Imagine compiler internals - a story

Manu Gunther, Ale Gadea

Imagine Compilers Team

The problem

Before joining this project, we worked on building several compilers and implementing domain specific languages (DSLs). In all those projects, the problem to solve was more or less the same: one studies with precision the domain, then distinguishes which are the relevant components of the problem to define the syntax of the DSL, and picks a target language to give meaning/semantics to the syntax constructions.

The idea of the Imagine compiler was from the beginning ambitious: we had to capture the concepts present in any web application, define a good representation of them via some kind of DSL and then translate it to human-readable code for different frameworks. This is no easy task: although most frameworks are very similar in functionality, each one has its own idiosyncrasies, its own way of organizing components, its own representation of different concepts, etc. So, some of the challenges in comparison with our well-known recipe was that:

  • we don’t only use the target language to give semantics, but also as a kind of scaffolding for the developer to learn and build on top of this. The implications of this are, as we already mentioned, the code must be a good-quality, exemplary, human-readable code.

  • we don’t have only one target language, but as many as the universe of developers we want to cover.

Why Haskell?

Our first decision was about the programming language for implementing this code-generator.
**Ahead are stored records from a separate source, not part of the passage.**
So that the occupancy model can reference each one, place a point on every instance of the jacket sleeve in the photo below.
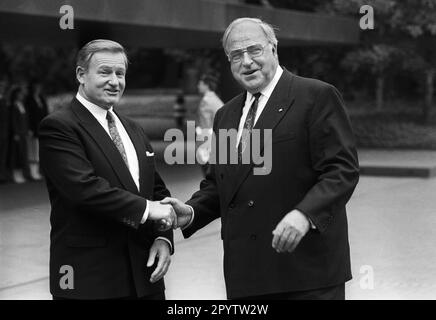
(333, 157)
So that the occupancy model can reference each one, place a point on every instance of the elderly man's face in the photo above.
(253, 73)
(104, 81)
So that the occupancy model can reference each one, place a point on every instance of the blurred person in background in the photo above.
(36, 104)
(209, 105)
(20, 136)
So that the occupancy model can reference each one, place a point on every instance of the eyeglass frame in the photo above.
(243, 50)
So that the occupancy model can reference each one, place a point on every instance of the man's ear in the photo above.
(274, 49)
(80, 72)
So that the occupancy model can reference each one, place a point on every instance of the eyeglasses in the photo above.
(255, 50)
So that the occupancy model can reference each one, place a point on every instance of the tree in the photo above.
(416, 20)
(377, 52)
(380, 60)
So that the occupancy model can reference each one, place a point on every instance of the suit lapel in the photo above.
(106, 145)
(277, 106)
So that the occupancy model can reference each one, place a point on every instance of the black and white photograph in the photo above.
(230, 151)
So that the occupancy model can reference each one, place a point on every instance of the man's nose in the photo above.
(113, 79)
(246, 59)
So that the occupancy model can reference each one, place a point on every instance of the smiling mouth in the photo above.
(249, 73)
(112, 91)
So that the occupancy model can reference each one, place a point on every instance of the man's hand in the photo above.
(161, 250)
(183, 211)
(164, 213)
(289, 231)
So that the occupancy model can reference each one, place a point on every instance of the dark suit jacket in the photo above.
(314, 169)
(96, 208)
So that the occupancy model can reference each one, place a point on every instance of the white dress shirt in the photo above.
(263, 99)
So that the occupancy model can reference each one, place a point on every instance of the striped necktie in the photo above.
(116, 138)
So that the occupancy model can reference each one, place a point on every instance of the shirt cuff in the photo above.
(168, 241)
(192, 218)
(146, 212)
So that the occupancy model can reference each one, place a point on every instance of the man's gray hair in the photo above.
(100, 45)
(266, 27)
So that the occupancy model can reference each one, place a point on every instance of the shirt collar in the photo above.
(267, 91)
(98, 112)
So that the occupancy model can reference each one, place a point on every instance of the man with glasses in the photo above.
(284, 233)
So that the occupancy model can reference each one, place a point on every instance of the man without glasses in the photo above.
(103, 190)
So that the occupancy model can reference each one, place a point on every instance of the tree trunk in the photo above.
(429, 91)
(379, 92)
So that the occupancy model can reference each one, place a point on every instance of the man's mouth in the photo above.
(112, 91)
(249, 72)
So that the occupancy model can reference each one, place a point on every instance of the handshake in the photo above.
(170, 213)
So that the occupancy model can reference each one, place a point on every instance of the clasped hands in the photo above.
(170, 213)
(286, 236)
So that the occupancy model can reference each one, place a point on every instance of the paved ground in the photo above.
(391, 222)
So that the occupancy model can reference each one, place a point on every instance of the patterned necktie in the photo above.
(116, 136)
(248, 126)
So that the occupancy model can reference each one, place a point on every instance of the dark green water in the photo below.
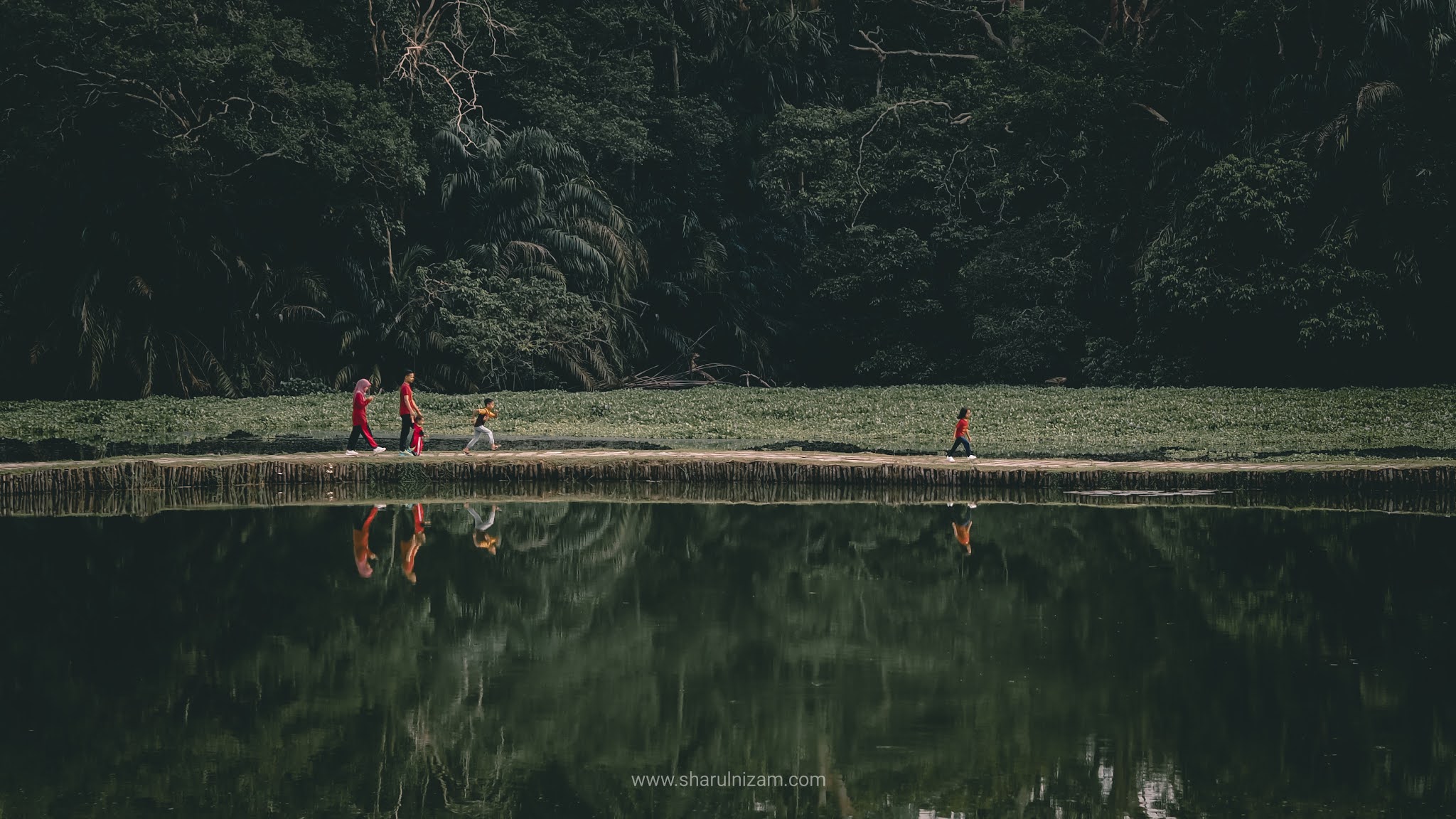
(1079, 662)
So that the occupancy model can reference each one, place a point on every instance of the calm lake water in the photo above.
(1071, 662)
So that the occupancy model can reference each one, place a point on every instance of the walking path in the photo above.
(776, 456)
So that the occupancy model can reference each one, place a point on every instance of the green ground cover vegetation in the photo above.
(1179, 423)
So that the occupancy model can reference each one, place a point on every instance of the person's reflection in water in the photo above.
(481, 538)
(410, 548)
(361, 552)
(963, 528)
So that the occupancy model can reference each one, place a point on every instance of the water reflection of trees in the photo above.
(1081, 662)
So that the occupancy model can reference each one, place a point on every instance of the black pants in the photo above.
(361, 430)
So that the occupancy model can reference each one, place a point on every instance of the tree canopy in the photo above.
(218, 196)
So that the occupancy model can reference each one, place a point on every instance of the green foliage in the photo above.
(220, 196)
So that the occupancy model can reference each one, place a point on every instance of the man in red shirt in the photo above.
(407, 413)
(963, 436)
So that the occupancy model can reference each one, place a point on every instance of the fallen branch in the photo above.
(882, 53)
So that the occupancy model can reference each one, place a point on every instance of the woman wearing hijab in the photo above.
(361, 400)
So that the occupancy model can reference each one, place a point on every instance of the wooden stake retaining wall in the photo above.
(1432, 486)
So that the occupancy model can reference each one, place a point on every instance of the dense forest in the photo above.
(244, 197)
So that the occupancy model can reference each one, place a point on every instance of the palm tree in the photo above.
(523, 205)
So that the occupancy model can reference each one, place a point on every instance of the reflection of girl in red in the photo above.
(410, 548)
(361, 554)
(963, 528)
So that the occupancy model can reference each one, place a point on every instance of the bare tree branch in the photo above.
(446, 55)
(1157, 115)
(882, 53)
(972, 14)
(860, 164)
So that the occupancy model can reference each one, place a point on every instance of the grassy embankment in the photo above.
(1005, 422)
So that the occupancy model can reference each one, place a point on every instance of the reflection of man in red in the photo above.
(963, 528)
(410, 548)
(361, 554)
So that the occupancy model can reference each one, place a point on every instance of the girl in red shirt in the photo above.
(361, 400)
(963, 436)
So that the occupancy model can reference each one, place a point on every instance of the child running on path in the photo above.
(361, 400)
(417, 444)
(481, 417)
(963, 436)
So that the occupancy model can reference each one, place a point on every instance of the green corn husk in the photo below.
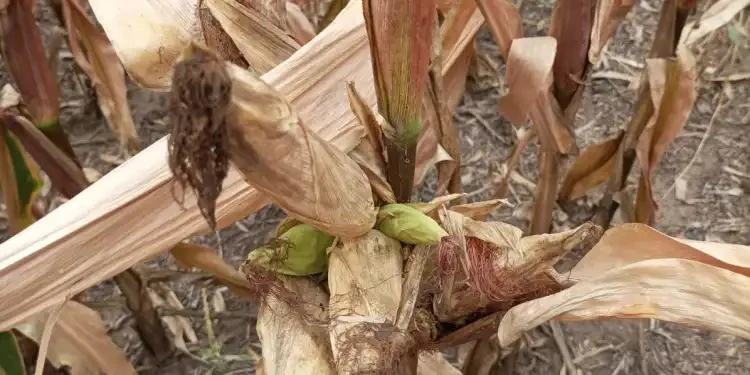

The possibility to define an Abstract Syntax Tree (AST) and easily inspect each abstract construction (i.e. characteristics of a language with native support of DSL implementations), also run different checks inside a strongly typed context were requirements for us. So, the answer to the question “Which programming language is the best for our task?” came up immediately: we definitely wanted functional programming, and given that we had enough experience with Haskell and is a widely used and supported language, we chose it. Clearly, Haskell has a lot more important features that were very useful on the implementation of the compiler, like total control about the effects on functions, all kind of monads, etc. but this post is about the design of the Imagine compiler and not Haskell publicity.

Compiler phases

Every compiler is divided in different phases. The Imagine compiler is not an exception. From the beginning we decided to define a deep embedding: the imagine specification language consists of a Haskell AST. This specification language captures the different dynamic components of a web application like the datamodels, api endpoints, etc. From this specification, the imagine-compiler produces a complete project in the target framework (for now Django and Node.js).Having an AST gives the ability to define different concrete representations of the source language which will have the same abstract representation. Currently, we support a text representation and a UI based representation.

  • The first compiler phase consists of parsing, here we translate the concrete source representation into the abstract one that we call ImagineSpec. Clearly, for each different concrete representation, we need to define a different parser.

  • Once we have the abstract representation of the source specification, the second phase consists of doing static checks. We want to ensure that any specification produces working code in the supported frameworks, so we perform different checks over the input before generating code. Here, for instance, we do from simple checks like name clashing to some more complex ones like avoiding circular relations, among others.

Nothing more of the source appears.